Ospedali psichiatrici giudiziari, Singetta (Gm) chiede lumi

Il consigliere chiede di conoscere “quali azioni la Regione intenda porre in essere utili a salvaguardare la salute e la condizione di vita delle persone, provenienti dalla Basilicata, che si trovano attualmente presso gli Opg”

Gli ospedali psichiatrici giudiziari (O.P.G.) e la loro imminente chiusura al centro di un’interrogazione all’assessore alla Salute del consigliere Singetta (Gm).

Il consigliere chiede di conoscere “quali azioni la Regione Basilicata intenda porre in essere utile a salvaguardare la salute e la condizione di vita delle persone, provenienti dalla Basilicata, che si trovano attualmente presso gli Opg e se e quali interventi sono stati (o saranno) messi in campo per dare attuazione a quanto disposto dalla Legge n.9/2012, considerato che la stessa prevede, all’art. 5 ‘la possibilità di assumere personale qualificato da dedicare anche ai percorsi terapeutico riabilitativi finalizzati al recupero e reinserimento sociale dei pazienti internati provenienti dagli ospedali psichiatrici giudiziari’”.
Singetta, inoltre, intende sapere “se esistono (e quali sono) i dati aggiornati relativi al numero di pazienti lucani internati presso gli Opg, nonché – si chiede – quale sarà il loro destino all’indomani della chiusura degli stessi (ritorneranno in Basilicata, saranno accolti presso le strutture sanitarie previste dalla Legge, le persone che hanno cessato di essere socialmente pericolose saranno senza indugio dimesse e prese in carico dai dipartimenti di Salute Mentale)”.

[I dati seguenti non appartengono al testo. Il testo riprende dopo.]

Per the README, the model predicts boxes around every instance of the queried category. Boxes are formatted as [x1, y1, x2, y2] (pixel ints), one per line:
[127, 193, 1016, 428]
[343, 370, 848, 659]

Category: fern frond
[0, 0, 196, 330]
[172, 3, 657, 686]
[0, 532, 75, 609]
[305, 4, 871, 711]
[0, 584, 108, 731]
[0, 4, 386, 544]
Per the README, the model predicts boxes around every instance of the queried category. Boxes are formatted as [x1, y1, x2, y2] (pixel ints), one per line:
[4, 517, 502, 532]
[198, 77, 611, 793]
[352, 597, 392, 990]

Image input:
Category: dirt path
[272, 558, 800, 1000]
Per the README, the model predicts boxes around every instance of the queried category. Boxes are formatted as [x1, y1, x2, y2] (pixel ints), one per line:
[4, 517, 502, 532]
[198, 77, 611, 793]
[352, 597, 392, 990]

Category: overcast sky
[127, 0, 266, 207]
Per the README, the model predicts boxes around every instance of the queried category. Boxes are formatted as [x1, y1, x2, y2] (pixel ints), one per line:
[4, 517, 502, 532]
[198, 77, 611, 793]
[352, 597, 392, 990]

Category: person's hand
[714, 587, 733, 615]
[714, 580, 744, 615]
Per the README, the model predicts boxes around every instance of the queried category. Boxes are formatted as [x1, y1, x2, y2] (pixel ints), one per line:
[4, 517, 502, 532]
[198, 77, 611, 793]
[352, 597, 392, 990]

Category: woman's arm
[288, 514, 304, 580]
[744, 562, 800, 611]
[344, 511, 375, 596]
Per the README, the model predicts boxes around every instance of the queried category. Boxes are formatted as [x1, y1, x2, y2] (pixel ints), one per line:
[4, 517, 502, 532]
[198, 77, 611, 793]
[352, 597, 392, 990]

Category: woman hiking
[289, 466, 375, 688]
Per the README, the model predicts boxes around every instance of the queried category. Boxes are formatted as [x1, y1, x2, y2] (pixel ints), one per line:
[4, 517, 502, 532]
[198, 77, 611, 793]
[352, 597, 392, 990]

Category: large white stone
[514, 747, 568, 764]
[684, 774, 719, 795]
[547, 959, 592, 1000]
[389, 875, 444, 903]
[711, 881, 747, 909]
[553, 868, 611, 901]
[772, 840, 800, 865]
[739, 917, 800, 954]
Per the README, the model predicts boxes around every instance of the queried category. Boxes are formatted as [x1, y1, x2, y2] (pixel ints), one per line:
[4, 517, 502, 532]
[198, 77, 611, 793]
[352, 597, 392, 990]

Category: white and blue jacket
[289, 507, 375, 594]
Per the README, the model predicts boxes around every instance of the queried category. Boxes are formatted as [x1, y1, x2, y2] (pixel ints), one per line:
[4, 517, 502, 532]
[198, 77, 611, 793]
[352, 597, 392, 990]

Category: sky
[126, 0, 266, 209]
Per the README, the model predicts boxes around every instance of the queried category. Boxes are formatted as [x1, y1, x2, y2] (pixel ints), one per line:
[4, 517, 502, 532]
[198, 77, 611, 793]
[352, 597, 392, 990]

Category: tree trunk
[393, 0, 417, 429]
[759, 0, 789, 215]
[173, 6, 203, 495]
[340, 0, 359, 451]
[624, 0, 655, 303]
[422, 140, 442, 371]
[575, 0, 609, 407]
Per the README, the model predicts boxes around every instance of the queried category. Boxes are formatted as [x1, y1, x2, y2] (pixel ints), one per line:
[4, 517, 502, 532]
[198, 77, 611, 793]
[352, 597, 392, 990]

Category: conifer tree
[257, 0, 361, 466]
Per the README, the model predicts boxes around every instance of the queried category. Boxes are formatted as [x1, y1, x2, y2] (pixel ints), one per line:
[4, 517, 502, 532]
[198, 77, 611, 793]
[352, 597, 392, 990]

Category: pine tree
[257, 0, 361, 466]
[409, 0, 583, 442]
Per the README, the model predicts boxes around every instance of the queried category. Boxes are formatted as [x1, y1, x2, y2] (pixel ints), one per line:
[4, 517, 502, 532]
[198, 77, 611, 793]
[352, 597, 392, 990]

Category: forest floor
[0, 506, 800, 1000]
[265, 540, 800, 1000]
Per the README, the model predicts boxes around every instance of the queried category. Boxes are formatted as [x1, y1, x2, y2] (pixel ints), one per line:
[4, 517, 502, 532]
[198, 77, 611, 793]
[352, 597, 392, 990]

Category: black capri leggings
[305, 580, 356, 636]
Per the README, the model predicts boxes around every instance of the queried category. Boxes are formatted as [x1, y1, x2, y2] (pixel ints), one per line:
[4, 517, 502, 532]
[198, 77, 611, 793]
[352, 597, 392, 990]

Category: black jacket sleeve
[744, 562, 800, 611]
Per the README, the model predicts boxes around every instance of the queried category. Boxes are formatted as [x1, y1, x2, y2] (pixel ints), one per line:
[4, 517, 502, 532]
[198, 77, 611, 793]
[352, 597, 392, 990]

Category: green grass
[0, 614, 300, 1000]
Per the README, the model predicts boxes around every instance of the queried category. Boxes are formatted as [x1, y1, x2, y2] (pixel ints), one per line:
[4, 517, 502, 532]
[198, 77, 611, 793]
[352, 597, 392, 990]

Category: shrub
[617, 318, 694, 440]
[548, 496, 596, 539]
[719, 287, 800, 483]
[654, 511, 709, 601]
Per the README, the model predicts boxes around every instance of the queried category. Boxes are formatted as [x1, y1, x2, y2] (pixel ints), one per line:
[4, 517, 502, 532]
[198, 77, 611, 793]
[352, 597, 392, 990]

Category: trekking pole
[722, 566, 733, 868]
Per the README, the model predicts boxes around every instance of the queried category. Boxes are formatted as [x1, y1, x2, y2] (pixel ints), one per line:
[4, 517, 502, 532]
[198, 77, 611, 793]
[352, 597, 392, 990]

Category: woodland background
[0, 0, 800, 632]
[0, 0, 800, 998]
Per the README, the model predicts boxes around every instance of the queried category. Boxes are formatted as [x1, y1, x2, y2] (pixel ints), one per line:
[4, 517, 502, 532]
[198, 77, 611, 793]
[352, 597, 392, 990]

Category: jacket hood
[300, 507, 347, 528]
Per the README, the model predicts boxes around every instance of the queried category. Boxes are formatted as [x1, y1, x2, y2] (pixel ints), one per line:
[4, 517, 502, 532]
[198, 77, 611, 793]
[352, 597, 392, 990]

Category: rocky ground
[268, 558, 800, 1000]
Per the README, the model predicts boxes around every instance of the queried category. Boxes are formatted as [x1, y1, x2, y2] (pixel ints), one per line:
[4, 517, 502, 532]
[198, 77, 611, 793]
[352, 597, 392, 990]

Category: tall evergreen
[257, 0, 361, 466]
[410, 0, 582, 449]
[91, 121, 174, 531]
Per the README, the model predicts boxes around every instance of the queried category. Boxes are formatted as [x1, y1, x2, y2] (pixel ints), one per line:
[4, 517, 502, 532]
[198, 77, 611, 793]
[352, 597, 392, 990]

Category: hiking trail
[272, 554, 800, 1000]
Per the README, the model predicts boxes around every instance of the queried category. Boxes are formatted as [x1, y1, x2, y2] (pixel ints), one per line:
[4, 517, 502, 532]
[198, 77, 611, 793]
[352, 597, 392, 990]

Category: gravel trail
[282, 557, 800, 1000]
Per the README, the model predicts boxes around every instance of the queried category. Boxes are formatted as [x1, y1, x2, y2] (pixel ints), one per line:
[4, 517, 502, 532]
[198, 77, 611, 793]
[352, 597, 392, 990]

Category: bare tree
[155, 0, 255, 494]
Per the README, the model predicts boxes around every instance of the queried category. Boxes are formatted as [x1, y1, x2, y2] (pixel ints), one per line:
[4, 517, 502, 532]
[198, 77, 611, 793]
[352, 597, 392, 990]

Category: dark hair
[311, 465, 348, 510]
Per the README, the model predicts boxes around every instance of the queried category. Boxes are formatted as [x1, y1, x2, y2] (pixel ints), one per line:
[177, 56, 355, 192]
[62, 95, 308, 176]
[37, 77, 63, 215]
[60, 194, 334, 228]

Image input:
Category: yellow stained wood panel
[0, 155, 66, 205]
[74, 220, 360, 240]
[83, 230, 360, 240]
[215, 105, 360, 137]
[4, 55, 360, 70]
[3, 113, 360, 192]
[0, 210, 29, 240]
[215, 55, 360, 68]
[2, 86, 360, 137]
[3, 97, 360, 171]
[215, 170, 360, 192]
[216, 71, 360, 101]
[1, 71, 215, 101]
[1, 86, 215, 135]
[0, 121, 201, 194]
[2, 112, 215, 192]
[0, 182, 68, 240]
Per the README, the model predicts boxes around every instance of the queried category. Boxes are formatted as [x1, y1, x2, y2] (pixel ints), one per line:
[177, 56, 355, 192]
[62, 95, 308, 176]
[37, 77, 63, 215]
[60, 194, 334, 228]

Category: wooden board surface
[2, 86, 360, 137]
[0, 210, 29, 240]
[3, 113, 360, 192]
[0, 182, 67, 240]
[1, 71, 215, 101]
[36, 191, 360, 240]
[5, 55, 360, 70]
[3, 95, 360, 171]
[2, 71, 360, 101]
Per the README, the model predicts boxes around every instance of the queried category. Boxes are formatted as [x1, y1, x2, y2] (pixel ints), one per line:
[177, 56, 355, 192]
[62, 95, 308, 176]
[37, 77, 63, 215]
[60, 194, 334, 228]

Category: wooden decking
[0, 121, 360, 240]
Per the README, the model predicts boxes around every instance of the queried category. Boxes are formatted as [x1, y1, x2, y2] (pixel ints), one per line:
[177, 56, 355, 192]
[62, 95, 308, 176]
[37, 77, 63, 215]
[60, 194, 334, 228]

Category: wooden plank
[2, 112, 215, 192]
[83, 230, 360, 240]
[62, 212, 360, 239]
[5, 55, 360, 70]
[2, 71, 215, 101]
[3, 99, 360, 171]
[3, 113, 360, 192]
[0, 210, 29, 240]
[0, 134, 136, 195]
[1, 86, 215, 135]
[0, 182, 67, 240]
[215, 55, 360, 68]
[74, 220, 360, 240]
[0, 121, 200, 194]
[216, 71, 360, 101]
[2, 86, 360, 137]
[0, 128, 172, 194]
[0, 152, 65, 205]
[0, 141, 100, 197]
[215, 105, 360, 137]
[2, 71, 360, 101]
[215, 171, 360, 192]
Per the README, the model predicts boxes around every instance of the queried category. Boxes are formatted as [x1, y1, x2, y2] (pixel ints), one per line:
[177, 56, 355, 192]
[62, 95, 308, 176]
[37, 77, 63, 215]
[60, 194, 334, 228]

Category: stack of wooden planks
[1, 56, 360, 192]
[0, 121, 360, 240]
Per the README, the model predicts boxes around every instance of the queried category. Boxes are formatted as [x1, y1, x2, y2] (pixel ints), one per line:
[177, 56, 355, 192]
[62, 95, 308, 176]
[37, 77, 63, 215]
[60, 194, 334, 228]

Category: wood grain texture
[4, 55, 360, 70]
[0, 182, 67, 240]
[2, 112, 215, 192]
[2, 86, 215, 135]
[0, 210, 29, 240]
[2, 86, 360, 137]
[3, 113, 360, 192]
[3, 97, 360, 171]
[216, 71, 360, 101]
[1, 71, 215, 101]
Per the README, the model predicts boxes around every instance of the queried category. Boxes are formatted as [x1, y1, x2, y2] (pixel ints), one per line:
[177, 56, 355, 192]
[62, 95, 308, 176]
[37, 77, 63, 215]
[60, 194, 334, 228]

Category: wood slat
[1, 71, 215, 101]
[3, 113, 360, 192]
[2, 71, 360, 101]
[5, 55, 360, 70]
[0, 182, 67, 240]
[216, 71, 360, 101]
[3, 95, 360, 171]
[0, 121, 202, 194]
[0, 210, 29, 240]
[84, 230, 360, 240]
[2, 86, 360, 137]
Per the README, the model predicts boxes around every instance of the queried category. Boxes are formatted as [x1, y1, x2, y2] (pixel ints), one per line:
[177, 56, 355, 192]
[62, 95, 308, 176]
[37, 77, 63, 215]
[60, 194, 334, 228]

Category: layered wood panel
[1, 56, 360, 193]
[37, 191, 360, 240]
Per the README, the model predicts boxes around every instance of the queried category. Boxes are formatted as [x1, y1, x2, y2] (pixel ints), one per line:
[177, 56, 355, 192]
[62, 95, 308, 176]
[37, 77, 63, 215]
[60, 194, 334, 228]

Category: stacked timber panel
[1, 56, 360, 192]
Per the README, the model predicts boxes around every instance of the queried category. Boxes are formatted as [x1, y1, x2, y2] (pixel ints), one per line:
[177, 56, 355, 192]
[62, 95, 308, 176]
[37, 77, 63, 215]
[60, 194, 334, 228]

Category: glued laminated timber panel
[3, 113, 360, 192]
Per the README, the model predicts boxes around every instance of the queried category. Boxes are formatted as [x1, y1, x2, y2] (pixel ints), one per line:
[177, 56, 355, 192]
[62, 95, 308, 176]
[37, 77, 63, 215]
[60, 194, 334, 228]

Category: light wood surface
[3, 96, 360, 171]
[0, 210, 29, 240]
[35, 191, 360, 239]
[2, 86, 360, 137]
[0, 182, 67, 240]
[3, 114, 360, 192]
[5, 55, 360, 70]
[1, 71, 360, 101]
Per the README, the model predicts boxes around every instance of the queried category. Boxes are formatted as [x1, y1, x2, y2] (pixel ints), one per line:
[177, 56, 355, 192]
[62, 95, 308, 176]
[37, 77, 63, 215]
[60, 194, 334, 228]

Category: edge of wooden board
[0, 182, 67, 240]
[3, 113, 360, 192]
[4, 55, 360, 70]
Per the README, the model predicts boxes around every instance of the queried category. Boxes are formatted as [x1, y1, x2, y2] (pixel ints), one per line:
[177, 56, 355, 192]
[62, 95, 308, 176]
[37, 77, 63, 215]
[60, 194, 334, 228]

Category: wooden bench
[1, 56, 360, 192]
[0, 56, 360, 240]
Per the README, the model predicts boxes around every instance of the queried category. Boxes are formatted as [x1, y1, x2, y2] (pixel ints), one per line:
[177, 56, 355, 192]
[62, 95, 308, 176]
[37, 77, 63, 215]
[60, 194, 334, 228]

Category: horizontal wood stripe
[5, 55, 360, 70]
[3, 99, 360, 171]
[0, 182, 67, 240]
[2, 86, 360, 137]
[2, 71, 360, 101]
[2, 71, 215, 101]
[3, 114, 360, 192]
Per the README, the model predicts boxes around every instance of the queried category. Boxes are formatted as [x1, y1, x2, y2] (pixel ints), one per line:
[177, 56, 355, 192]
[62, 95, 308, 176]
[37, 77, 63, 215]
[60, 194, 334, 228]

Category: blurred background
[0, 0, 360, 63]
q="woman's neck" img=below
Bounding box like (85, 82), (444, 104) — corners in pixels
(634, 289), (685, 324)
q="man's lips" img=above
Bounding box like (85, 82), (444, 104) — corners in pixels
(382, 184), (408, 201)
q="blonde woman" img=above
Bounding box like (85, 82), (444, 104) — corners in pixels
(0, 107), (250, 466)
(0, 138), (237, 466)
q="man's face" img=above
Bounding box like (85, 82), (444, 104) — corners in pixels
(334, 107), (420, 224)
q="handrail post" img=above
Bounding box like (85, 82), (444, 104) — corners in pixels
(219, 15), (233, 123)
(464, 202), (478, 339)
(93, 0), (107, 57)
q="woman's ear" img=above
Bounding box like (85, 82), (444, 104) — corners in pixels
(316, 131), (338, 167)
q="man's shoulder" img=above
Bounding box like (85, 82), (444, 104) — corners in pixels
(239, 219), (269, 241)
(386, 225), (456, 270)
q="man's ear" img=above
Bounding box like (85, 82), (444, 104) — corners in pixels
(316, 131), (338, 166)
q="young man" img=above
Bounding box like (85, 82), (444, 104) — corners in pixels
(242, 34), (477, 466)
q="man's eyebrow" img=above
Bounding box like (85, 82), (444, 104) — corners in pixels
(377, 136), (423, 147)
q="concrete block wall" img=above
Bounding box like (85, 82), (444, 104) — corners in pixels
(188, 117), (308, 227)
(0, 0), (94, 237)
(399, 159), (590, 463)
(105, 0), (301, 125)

Il consigliere nel sottolineare che “gli Opg hanno rappresentato, per lungo tempo, la ‘soluzione’ al ‘problema’ delle persone a cui era necessario applicare misure di sicurezza e che, al contempo, necessitavano di cure costanti ed attenta vigilanza”, rileva che “queste strutture, però, pur arginando un fenomeno così complesso, hanno evidenziato carenze e problematiche, sia dal punto di vista strutturale, sia dal punto di vista civile e morale, tanto che la legislazione nazionale in materia ha cercato di muoversi sulla linea della chiusura degli Opg e sulla loro riconversione, favorendo la presa in cura dei pazienti ivi internati presso i dipartimenti di Salute Mentale delle singole Regioni a decorrere dal 31 marzo 2013”.

“In alcune Regioni italiane, tra cui la Toscana, la Liguria, la Sardegna e l’Umbria – continua Singetta – sono state implementate iniziative e progetti destinati a sopperire alla imminente chiusura degli Opg, mentre in altre, come la Basilicata, nessuna iniziativa significativa è nata al riguardo, dal momento che nono sono presenti sul territorio regionale strutture di questo tipo e che gli internati provenienti dalla nostra regione sono stati ospitati nelle strutture di regioni limitrofe, soprattutto in Campania”. “Nonostante il numero di internati lucani sia tra i più bassi d’Italia con poche decine di uomini e qualche unità di donne –afferma Singetta – è necessario assicurare loro un giusto trattamento, all’indomani della chiusura delle strutture che li hanno finora ospitati, favorendone l’avvicinamento al proprio luogo di origine, ovvero favorendo il loro reinserimento sociale, evitando che, dall’internamento negli Opg, si ritrovino in altre strutture similari che differiscono da questi ultimi solo nel nome”.